Register Headline : Renewables can't do the job.
Actual FT Headline : Gates to double investment in renewable energy projects

Spot the difference?

If you're only going to read the headlines then yes.

pjclarke
29th June 2015, 09:51
from the Guardian

Bill Gates to invest $2bn in breakthrough renewable energy projects | Environment | The Guardian (http://www.theguardian.com/environment/2015/jun/26/gates-to-invest-2bn-in-breakthrough-renewable-energy-projects)

Nobody told Denmark.

Wind provides more than half of Denmark's power for first time | Windpower Monthly (http://www.windpowermonthly.com/article/1227379/wind-provides-half-denmarks-power-first-time)

pjclarke
29th June 2015, 10:08
If you're only going to read the headlines then yes.

More than half never read beyond the headline. They're a valuable propaganda tool.

Gates is right, but he is talking more in the sense that the sheer scale of the problem demands better solutions - including renewables - than the ones we have invested in now, which is different from the 'renewables won't cut it' spin of the Reg coverage.

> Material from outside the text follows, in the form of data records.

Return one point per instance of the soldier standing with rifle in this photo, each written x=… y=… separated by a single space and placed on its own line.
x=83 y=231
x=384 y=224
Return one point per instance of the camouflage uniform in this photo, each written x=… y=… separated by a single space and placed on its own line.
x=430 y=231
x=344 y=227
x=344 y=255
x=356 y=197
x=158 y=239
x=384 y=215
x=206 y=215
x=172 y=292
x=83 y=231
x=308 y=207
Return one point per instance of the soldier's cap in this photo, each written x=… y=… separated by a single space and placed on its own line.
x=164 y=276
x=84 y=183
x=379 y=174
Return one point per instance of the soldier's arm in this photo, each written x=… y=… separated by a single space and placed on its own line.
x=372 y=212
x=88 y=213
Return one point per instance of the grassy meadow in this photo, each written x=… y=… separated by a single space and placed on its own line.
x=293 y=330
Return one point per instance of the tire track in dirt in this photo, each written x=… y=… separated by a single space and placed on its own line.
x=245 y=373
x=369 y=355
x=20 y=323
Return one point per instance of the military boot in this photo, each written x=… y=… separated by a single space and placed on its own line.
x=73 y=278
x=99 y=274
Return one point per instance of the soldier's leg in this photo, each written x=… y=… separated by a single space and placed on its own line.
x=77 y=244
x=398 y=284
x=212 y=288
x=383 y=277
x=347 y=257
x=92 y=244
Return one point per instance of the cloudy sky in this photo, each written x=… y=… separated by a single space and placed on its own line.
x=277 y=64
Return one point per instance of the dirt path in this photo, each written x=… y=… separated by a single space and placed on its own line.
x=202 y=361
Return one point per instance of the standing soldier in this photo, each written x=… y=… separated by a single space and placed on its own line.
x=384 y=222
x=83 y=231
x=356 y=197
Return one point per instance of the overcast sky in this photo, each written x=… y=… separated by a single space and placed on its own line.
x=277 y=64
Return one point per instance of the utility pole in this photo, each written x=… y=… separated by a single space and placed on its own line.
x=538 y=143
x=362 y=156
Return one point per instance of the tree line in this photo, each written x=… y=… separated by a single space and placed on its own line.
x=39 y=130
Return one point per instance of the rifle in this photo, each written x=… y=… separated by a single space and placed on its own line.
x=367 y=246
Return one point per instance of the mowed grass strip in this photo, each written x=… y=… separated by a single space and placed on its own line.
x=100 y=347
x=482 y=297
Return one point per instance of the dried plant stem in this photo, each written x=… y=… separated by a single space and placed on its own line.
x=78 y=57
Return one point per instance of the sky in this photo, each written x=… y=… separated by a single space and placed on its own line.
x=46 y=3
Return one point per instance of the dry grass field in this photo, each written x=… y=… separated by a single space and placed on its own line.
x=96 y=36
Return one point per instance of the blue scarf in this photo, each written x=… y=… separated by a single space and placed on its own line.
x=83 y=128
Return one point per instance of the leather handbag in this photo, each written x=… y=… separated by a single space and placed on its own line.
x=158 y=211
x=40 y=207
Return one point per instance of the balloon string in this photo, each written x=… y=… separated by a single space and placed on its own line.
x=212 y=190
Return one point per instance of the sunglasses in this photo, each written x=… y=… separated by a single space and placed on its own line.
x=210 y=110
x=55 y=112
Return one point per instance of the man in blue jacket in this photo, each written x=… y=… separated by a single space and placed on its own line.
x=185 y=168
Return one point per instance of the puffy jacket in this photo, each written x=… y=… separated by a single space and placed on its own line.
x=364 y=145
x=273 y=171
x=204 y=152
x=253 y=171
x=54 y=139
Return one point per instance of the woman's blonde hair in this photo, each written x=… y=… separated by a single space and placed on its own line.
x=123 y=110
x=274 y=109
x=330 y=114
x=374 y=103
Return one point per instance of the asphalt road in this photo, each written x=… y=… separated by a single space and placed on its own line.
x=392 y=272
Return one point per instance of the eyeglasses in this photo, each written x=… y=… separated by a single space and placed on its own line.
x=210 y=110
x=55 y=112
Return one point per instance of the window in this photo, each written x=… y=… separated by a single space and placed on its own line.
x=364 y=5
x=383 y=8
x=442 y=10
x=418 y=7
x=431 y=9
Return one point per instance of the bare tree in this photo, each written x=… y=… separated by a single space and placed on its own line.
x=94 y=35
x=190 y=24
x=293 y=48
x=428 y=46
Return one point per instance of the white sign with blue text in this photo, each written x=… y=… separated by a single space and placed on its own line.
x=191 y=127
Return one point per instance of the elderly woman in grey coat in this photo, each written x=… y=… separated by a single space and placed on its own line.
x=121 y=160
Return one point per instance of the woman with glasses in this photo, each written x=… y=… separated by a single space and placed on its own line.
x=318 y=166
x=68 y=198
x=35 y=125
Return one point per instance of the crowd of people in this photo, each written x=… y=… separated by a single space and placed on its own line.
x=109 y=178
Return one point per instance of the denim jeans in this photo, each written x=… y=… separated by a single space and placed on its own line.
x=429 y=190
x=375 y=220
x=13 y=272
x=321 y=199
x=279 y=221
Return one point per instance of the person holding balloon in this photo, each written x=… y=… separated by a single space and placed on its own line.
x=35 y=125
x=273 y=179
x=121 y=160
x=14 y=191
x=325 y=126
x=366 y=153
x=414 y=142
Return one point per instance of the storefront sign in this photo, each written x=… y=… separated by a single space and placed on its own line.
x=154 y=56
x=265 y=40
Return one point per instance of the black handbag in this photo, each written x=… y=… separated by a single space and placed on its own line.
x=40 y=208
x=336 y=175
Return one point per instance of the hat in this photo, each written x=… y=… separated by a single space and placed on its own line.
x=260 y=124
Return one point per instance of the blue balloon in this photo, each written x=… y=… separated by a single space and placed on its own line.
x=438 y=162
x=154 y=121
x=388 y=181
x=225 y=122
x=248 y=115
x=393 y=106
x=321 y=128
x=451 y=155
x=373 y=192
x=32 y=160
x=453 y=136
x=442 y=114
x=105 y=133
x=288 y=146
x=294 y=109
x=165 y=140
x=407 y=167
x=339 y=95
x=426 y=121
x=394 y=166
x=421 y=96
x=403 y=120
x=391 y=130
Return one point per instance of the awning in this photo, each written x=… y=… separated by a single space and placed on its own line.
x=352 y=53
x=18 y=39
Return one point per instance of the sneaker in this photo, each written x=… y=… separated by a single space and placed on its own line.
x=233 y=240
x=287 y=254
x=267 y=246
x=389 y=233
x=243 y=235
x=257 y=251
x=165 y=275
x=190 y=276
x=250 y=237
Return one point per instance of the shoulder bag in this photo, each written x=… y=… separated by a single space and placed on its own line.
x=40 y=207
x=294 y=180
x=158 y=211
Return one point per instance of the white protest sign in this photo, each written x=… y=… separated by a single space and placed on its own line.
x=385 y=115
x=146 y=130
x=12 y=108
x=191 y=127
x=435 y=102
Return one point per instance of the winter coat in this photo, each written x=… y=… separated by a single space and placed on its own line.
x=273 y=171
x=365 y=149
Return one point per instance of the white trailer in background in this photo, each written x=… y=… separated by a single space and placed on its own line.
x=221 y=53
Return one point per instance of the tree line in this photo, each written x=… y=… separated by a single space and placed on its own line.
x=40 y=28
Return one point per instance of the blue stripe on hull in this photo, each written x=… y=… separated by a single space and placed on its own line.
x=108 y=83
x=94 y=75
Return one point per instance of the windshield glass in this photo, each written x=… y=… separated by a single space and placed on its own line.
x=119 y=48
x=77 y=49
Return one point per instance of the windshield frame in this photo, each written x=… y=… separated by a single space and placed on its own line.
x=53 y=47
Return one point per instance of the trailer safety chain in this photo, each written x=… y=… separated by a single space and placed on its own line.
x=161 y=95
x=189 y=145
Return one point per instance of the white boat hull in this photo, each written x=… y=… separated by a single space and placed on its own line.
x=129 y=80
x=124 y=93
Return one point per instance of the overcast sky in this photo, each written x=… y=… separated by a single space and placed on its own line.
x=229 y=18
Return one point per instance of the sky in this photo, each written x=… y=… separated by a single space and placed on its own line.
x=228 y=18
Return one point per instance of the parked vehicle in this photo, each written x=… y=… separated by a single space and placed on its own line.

If you've seen his TED presentation he talks about the need to reduce carbon emissions to zero, the Kaya Identity (https://en.wikipedia.org/wiki/Kaya_identity) and the need to decarbonise:


Gates argued that we will never be able to achieve perfect energy efficiency, so improvement in this area will never eliminate the problem of global warming.* Instead, the solution must come from developing new carbon-neutral energy sources.* “We need solutions, either one or several, that have unbelievable scale and unbelievable reliability. I really only see five [technologies] that can achieve the big numbers”: carbon capture and storage (CCS),*nuclear, wind, solar photovoltaic, and solar thermal.*

“They all have significant challenges. We are going to have to work on each of these five, and we can’t give up any of them because they look daunting.” He said that we need hundreds of companies working on research and development to solve the problems associated with each, and that current investment in such research is lagging.**

A solution that works needs a response far greater than the market has so far delivered, delayed in part by the efforts of people who argue we don't even have a problem ...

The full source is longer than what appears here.